Kenny Washington was the first Black athlete to sign a contract with an NFL team in the postwar era. After leading the nation in total offense while playing at UCLA in 1939, he was surprisingly not a first team All-America selection, nor was he chosen to play in the East-West Shrine Game that season. Some blamed these omissions on racism. Nonetheless he was a part of a great backfield featuring himself, Woody Strode, Jackie Robinson, and Ray Bartlett.
Washington ended up playing for the Hollywood Bears of the Pacific Coast Professional Football League during the 1941 through 1945 season. In 1945, he found himself liberating Jewish prisoners from a concentration camp in Eastern Europe.
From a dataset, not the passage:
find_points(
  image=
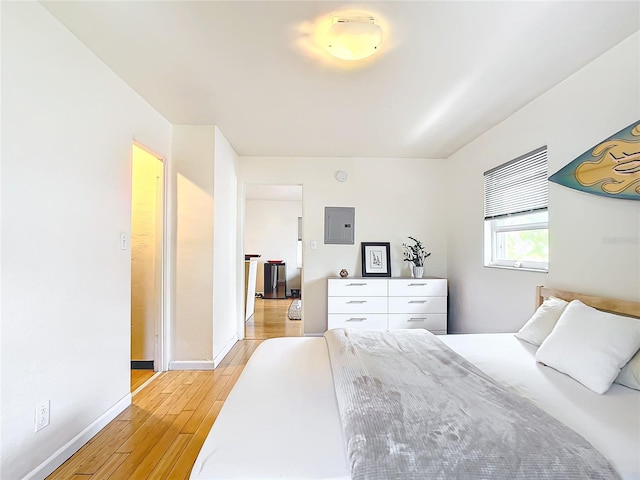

In 1946, the Cleveland Rams moved to LA, and the coliseum commission stipulated that the Rams sign a black player, as both white and black taxpayers had paid for construction of the facility. Hence, the team signed him on March 21, 1946. According to the archives of the Daily Bruin:
“When team president Dan Reeves moved the Cleveland Rams to Los Angeles, the commissioners of the Los Angeles Coliseum stipulated as part of the agreement that the team be integrated. As a result, Reeves signed Woody Stolle and Kenny Washington, and in the process made history.”
Washington was a staunch Republican and vigorously supported Richard Nixon’s 1950 U.S. Senate campaign. The night before Nixon’s victory in the election, he spent the evening in Washington’s south L.A. home chilling out and playing records. After his playing days concluded, Washington worked as a police officer in the LAPD.